Autumn Statement 2022

Jeremy Hunt used the Autumn Statement in an attempt to calm markets and reset public finances with a series of tax rises achieved through cuts and freezes to allowances.
In his first few days in office he had already reversed most of the measures announced in his predecessor’s September Mini Budget. But yesterday he went further by cutting the capital gains tax (CGT) annual exemption, lowering the additional rate threshold to £125,140 and extending the freezing of other allowances by a further two years.
We have summarised the key points below.
Income tax
Income tax rates for tax year 2023/24 will remain at the basic, higher and additional rates of 20%, 40% and 45% respectively. The abolition of the additional rate of tax announced in the Mini-Budget will not happen.
Instead, the point at which additional rate tax becomes payable will be cut from £150,000 to £125,140 from 6 April 2023.

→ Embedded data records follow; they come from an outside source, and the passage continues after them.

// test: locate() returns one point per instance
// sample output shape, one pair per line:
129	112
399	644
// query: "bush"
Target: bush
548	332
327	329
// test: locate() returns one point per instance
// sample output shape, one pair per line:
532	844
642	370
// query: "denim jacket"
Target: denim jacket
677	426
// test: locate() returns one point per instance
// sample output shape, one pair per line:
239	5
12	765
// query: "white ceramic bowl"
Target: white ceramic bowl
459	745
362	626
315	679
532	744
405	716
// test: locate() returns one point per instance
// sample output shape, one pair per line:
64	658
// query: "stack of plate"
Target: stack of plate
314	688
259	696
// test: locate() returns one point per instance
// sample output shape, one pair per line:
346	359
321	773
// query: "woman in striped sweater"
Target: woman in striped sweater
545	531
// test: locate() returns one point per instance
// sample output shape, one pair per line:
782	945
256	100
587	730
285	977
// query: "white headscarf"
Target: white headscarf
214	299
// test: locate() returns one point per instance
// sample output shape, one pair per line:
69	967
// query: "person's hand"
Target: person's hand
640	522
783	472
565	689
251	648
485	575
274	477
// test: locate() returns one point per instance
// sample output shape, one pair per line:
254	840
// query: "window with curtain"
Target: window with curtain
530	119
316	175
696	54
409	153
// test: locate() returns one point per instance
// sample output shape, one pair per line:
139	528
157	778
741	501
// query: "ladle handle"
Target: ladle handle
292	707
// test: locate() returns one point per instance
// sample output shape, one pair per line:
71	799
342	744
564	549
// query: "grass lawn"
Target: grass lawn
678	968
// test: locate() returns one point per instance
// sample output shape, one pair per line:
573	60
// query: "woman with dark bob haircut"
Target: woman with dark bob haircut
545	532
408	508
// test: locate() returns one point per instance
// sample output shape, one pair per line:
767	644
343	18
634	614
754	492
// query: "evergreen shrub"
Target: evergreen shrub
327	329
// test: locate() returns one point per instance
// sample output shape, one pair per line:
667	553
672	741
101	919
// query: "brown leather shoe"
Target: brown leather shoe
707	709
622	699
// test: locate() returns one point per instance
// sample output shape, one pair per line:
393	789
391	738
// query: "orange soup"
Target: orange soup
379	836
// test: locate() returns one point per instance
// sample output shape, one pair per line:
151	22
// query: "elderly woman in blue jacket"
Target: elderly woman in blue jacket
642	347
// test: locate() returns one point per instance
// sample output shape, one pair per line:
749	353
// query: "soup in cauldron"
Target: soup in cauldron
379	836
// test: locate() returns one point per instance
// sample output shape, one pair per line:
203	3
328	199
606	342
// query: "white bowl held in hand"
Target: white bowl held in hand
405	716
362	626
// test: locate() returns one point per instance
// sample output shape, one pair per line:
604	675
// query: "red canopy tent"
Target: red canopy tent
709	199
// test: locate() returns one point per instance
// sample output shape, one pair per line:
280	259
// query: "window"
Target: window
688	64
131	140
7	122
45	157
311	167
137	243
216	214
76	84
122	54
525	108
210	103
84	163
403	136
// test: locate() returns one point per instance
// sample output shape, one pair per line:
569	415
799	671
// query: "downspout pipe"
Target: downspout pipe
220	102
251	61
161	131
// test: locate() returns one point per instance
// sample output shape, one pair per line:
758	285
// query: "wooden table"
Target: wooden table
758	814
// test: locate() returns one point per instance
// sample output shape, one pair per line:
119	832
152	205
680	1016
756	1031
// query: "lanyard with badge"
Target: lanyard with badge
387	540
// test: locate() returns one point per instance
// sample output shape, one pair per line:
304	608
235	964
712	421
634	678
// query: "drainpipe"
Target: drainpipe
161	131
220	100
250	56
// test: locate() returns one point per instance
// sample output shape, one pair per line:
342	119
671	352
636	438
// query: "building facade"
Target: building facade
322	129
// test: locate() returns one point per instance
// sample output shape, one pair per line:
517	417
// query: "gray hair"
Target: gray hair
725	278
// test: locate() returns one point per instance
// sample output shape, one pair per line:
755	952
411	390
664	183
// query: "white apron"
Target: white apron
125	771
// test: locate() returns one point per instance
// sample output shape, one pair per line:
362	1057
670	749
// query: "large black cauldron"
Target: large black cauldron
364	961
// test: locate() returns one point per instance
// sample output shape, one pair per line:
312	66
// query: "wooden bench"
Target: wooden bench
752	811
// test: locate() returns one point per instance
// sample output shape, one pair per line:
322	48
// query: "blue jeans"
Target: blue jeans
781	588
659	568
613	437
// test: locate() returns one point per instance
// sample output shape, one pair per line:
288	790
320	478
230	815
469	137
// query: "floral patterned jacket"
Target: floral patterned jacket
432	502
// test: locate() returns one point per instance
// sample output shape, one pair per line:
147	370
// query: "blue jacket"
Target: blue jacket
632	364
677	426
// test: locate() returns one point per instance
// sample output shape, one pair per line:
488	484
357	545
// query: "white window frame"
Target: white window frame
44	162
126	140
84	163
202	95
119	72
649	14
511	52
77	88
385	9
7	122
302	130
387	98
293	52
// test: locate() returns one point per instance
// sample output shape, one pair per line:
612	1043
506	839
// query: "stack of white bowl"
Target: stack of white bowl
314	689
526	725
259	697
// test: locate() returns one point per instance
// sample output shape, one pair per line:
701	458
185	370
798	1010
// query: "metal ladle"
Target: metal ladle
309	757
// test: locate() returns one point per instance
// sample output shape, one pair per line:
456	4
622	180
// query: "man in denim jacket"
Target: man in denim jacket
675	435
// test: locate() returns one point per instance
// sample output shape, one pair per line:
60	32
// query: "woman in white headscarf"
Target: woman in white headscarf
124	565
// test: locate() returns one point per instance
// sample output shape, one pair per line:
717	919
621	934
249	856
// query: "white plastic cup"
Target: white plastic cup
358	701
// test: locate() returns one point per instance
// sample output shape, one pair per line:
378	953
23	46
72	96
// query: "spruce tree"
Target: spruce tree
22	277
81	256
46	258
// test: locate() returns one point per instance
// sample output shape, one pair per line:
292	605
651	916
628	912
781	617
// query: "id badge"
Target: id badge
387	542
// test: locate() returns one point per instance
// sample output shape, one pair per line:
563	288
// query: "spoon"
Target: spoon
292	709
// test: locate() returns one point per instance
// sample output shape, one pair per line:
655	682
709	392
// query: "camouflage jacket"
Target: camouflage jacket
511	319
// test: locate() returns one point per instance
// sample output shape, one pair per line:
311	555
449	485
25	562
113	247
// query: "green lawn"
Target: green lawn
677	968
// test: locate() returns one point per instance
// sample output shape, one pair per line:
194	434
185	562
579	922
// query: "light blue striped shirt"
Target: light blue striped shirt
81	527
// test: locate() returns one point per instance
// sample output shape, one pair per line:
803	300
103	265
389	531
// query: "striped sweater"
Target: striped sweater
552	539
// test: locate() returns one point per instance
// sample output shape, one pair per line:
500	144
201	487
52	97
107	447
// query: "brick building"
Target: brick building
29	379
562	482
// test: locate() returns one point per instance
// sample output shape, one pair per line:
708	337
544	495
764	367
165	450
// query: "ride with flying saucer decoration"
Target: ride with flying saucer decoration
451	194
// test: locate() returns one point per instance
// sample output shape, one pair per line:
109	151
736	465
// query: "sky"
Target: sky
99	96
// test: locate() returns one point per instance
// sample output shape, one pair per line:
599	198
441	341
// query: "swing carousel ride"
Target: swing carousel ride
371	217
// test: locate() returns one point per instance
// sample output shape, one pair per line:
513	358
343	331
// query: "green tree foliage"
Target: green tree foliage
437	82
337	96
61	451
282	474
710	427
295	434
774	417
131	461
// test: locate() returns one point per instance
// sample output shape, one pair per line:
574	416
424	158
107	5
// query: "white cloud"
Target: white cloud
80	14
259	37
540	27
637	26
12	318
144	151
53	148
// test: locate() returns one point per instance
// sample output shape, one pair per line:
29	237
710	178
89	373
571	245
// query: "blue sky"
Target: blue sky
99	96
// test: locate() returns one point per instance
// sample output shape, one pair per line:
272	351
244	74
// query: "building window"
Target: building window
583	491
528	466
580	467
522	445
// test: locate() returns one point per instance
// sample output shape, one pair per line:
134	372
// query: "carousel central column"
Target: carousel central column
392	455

Apart from the change to the additional rate threshold, all other income tax thresholds and allowances will be frozen until April 2028.
Dividend allowance
The dividend allowance is to be halved from £2,000 to £1,000 for tax year 2023/24 and halved again to £500 for tax year 2024/25.
The dividend tax rates for basic rate, higher rate and additional rate taxpayers will remain at 8.75%, 33.75% and 39.35% for both the current tax year and tax year 2023/24. The 1.25% increased installed from the start of tax year 2022/23 will not be reversed.
National insurance
The increase to national insurance (NI) to help pay for social care reforms has been scrapped. The additional 1.25% which was added to the rates of NI for tax year 2022/23 for employees, employers and self-employed has been removed from November 2022.
NI thresholds will be frozen until April 2028.
Capital gains tax
The CGT annual exemption will be cut from £12,300 to £6,000 from April 2023 and to £3,000 from April 2024.
There was no change to the rates of CGT and these will continue to be 10% and 20% (18% and 28% respectively for gains on residential property).
Inheritance tax
The freeze on both the nil rate band (NRB) and residence nil rate band (RNRB) has been extended for an additional two years. The NRB will remain at £325,000 and the RNRB at £175,000 until April 2028.
Corporation tax
Corporation tax will rise to 25% from April 2023 as originally planned. However, small companies with profits below £50,000 will continue to pay at the current rate of 19%. There will also be a re-introduction of tapering relief for businesses with profits between £50,000 and £25,000 so that they pay less than the main rate.
Pensions
The triple lock on the State Pension will be maintained, guaranteeing a 10.1% CPI-based increase next April along with the same level of increase to the Pension Credit.
There has been an ongoing review of State Pension age and whether the current timetable for changes is still appropriate. The Government will publish their response in early 2023.
Stamp Duty Land Tax (SDLT)
The level at which people begin paying SDLT was increased on 23 September from £125,000 to £250,000. This reduction will end on 31 March 2025.
The level at which first time buyers begin paying SDLT has been increased from £300,000 to £425,000. In addition, first time buyers may access the relief when they buy a property costing less than £625,000 rather than the current £500,000 limit.
Social care
The Dilnot reforms, including the introduction of the £86,000 cap on care fees, which were due to be introduced in October 2023, have been postponed for two years.